Whether you leave for work at 8 a.m. five days a week, or you work from home five days a week, you have a consistent, predictable schedule on which to hang your habits. Many people wisely tie habits to a certain slot in the day.

But if you head to the office on different days on different weeks, and sometimes you go in early, and sometimes later, and maybe one week you go in every day or no days...well, it's harder for habits to stick.

Also, many people—and certainly Obligers—benefit from accountability in their habits, and the workplace itself tends to offer many forms of accountability. You and your co-worker have the healthy habit of taking a lunchtime walk. That's great if you work together every day—but in a more flexible schedule, maybe the two of you will overlap only one or two days each week. And then the habit is less robust.

Once you realize that you benefit from outer accountability, many possibilities open up. There are many ways to create outer accountability! (If you need ideas, I review some popular accountability measures here.)

For many people, and in many ways, greater flexibility will be a huge benefit. It's useful, though, to think about challenges that it might create, as well.

As we think about our habits going forward, it's always useful to ask: "When have I succeeded in the past?" If you've kept a good habit successfully when it was tied to some aspect of your work life, consider whether you'll need to find a new way to keep that habit strong, if the structure of your work life changes significantly.

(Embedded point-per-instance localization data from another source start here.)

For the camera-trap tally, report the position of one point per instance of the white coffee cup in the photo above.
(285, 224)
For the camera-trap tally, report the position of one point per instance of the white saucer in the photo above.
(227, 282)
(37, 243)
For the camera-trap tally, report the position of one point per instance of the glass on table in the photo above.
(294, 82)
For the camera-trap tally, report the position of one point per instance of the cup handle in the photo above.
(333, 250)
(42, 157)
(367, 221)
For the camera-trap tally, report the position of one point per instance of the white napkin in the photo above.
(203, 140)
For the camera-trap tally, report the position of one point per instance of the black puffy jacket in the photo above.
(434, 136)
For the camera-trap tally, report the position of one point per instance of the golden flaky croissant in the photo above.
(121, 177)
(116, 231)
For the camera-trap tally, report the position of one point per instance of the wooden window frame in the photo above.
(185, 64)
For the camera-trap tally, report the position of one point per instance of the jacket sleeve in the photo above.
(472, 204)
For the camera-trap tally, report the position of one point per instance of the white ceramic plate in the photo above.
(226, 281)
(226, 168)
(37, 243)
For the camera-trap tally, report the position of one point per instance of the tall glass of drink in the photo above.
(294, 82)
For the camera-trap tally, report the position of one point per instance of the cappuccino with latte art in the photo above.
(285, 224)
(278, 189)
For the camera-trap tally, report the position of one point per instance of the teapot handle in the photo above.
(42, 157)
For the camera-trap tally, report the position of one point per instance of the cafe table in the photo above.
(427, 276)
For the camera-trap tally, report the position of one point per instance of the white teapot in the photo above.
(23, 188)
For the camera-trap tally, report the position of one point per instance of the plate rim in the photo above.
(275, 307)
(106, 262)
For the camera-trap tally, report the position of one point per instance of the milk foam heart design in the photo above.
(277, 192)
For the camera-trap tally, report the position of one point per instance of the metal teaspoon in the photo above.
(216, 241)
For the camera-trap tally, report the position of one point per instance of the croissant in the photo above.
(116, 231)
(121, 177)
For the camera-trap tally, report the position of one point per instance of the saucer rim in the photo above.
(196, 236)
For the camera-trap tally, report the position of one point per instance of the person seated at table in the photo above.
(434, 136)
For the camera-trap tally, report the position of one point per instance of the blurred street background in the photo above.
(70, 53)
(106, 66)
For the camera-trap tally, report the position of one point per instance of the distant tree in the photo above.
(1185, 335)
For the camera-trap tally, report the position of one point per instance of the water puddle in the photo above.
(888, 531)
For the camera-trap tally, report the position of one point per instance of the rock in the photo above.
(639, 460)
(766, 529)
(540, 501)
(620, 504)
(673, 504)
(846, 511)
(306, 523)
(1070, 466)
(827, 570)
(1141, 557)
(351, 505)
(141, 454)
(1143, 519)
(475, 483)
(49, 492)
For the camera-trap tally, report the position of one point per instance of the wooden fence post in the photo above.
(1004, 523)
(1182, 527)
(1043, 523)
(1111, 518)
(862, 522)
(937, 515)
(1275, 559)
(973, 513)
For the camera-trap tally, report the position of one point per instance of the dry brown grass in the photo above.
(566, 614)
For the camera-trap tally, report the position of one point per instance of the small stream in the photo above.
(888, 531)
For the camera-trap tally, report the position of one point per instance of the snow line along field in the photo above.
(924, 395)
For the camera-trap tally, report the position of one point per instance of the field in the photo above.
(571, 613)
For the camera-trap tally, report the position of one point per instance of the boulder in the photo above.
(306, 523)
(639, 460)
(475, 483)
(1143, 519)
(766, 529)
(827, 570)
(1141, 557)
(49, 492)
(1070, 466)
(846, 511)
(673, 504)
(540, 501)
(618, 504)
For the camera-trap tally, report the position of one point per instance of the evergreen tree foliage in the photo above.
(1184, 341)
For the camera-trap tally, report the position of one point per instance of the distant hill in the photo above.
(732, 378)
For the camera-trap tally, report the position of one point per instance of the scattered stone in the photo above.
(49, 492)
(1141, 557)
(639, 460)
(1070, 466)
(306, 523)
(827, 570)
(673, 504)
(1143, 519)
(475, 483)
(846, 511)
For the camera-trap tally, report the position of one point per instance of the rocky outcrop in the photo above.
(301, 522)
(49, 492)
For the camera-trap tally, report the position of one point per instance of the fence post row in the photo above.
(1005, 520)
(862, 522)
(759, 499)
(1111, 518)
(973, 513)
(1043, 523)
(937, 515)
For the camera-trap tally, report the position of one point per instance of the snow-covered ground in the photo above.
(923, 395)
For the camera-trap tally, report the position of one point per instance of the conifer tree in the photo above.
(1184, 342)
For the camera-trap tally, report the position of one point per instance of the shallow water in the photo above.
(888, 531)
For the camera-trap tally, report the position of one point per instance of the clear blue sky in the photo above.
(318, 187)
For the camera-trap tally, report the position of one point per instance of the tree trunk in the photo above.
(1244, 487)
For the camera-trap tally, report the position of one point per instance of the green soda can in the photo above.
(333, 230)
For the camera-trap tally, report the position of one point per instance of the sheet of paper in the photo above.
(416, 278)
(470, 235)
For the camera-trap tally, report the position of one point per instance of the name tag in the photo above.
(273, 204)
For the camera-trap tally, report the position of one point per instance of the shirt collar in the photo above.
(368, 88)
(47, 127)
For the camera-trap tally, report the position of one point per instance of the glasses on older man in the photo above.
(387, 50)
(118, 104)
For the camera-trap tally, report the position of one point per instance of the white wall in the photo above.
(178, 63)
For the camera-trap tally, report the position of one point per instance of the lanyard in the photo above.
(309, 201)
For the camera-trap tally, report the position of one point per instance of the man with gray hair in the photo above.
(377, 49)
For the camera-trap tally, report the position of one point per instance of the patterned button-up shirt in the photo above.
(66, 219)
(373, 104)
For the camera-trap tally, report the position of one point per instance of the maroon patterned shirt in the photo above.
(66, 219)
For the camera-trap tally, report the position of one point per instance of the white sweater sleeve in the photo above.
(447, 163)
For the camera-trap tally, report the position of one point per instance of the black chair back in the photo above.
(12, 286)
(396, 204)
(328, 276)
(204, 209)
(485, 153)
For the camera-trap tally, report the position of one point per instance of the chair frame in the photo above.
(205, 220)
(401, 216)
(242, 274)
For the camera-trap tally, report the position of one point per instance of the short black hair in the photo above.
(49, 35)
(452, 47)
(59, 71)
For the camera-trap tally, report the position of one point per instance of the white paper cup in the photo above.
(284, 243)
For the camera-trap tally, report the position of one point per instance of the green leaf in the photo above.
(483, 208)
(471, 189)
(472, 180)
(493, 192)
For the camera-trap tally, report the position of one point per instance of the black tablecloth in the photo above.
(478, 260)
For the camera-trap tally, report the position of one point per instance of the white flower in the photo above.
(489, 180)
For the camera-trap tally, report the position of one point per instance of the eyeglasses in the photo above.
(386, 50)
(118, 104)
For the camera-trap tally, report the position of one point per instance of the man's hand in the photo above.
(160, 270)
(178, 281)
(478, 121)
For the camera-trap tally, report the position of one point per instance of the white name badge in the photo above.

For instance, if you consistently went to a Zumba class with a co-worker after work on Wednesdays, try to figure out why you succeeded in meeting that aim. Was it the convenience of going after work? Was it knowing that your co-worker was counting on you? Was it your love for Zumba? Thinking about a past success can help set you up for the future. Because if what you need is accountability, doing an online Zumba class might not work—but if it's your love for music and dance that kept you going, maybe an online class would work.

To understand what circumstances help them to keep their good habits—and not—many people find my Four Tendencies personality framework helpful. To find out if you're an Upholder, Questioner, Obliger, or Rebel, take the free, quick quiz here (more than 3.2 million people have taken it). Once you know your Tendency, you can much more effectively set yourself up for success—no matter what shape the future takes.

How do you think the "next normal" will affect your habits? If you foresee any challenges ahead, how do you plan to deal with them?